Smoking cessation during pregnancy is the single most modifiable factor to improve maternal and child health outcomes (ACOG, 2011). New research has only added to the list of poor outcomes associated with tobacco dependence during the prenatal period. Maternal smoking can cause premature birth or intrauterine growth restriction and result in low birth weight. It is also associated with an increased probability for Sudden Infant Death Syndrome (USDHHS, 2004). Thus, smoking during pregnancy is directly linked to major causes of infant mortality. Pregnant women who smoke also face increased risk for life-threatening maternal conditions such as placenta previa, placental abruption, decreased maternal thyroid function and ectopic pregnancy (USDHHS, 2010). Equally concerning are the longer-term effects for children exposed to cigarettes in-utero, including a higher prevalence of asthma, obesity, oral clefts, behavioral problems, respiratory and ear problems, reduced lung capacity, language delay, learning disabilities and cognitive disorders including attention deficit disorder (USDHHS, 2004; USDHHS, 2008; Fiore, 2008; Wakschalg, 1997; Drews, 1996).
The large body of evidence linking maternal smoking to poor health outcomes has thus established a general consensus that pregnancy presents both an obligation and an opportunity to intervene to address women's tobacco dependence. The American Congress of Obstetricians and Gynecologists (ACOG) concluded that because clinicians see their patients regularly during their prenatal visits they are in a unique position to offer behavioral strategies designed to help pregnant women quit smoking and recommended the integration of evidence-based guidelines into routine prenatal care (ACOG, 2011). The Surgeon General noted that women of reproductive age average 6.4 healthcare visits a year, an opportunity to incorporate smoking cessation into preventative primary care and preconception counseling.

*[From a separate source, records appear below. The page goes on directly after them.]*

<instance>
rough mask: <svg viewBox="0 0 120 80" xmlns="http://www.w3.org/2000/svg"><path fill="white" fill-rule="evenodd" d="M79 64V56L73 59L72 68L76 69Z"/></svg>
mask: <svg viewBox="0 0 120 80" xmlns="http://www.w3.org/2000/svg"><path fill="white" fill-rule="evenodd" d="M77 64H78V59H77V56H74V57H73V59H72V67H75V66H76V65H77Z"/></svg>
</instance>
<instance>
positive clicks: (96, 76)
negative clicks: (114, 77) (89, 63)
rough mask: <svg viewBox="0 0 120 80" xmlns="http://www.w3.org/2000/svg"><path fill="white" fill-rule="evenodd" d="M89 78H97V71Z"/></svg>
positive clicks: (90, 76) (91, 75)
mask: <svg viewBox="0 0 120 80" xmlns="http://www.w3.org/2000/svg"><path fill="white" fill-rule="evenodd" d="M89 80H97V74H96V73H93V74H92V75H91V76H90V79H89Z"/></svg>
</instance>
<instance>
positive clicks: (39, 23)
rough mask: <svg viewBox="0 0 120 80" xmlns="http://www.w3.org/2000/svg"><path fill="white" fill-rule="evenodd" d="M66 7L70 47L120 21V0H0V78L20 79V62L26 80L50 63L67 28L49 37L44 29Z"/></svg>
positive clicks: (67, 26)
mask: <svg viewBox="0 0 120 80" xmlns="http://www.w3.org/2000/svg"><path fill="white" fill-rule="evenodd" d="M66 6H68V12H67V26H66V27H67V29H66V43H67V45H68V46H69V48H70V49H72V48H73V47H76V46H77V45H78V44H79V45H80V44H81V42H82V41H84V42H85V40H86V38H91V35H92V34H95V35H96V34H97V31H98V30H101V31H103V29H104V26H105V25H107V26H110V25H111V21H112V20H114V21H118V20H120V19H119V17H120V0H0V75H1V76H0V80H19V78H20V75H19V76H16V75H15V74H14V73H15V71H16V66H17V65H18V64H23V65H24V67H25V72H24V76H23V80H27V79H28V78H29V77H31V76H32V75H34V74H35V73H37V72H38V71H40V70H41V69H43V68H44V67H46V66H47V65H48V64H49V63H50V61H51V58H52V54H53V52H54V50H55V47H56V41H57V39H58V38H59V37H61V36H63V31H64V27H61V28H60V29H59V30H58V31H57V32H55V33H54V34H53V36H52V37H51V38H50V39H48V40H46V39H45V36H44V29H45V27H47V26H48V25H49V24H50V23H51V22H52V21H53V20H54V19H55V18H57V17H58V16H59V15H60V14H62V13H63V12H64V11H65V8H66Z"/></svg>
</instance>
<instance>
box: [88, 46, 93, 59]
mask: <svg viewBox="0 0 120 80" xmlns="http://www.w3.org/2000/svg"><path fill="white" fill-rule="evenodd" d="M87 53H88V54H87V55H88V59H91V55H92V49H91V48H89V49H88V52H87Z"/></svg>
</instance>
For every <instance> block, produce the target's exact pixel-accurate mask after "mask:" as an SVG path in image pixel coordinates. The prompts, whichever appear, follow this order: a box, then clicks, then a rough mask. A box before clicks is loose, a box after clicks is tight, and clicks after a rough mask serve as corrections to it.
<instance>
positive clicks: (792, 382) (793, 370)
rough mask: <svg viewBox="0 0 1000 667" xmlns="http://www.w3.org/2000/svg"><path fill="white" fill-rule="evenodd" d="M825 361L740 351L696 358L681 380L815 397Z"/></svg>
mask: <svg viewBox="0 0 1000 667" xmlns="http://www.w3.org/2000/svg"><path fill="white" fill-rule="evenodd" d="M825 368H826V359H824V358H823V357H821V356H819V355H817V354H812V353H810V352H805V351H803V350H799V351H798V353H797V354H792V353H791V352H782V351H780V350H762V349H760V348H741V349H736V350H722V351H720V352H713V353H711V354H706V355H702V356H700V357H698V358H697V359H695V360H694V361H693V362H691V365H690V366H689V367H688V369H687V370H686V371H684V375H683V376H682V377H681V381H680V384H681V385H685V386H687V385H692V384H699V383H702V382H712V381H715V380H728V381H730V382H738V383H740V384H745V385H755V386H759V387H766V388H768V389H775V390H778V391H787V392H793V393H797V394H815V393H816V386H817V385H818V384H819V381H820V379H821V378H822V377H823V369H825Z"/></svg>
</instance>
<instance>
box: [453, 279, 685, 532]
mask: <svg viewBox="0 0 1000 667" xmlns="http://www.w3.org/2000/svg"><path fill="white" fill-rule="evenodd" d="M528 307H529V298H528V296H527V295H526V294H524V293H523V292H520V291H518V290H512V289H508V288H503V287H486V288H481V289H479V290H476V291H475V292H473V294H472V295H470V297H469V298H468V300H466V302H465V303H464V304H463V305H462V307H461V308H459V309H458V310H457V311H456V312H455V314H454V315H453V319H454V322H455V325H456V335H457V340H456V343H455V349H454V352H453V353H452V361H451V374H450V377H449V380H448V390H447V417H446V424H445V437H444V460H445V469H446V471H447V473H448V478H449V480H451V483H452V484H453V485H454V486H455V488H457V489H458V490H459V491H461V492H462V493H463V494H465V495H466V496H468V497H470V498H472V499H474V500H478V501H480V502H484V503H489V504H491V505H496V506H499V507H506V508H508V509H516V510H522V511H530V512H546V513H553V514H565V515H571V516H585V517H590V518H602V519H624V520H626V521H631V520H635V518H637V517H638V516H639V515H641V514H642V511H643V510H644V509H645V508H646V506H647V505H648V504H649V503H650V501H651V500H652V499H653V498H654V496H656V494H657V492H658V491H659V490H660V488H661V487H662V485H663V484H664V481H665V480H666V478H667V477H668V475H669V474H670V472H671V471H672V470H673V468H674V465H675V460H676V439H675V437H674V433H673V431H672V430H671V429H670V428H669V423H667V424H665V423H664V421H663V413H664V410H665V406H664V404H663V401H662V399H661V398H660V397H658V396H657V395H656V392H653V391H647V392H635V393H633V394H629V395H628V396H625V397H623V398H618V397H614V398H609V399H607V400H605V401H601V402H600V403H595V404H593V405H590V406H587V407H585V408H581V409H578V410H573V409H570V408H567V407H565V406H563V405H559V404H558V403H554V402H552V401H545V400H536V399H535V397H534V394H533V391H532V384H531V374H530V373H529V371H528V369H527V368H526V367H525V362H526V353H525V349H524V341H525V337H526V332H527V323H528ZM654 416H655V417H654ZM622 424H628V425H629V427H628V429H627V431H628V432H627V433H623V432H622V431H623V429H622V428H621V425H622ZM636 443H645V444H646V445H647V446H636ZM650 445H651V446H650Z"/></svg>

Smoking cessation counseling may increase the likelihood that a woman will stop smoking by 80% (OR 1.8, CI 1.4-2.3) (Fiore et. al, 2008). Smoking cessation interventions reduce the proportion of women who continue to smoke and implementation is recommended for all maternity care settings (Lumley et al., 2009). It is recommended that clinicians offer tobacco dependence interventions to pregnant smokers at the first prenatal visit and throughout the pregnancy (ACOG, 2010). Finally, the U.S. Preventative Services Task Force (USPSFT) ranks augmented (more than minimal advice to quit), pregnancy-tailored smoking cessation counseling as a grade A recommendation, or a classification that indicates a high certainty that the net benefit is substantial (USPSFT, 2009).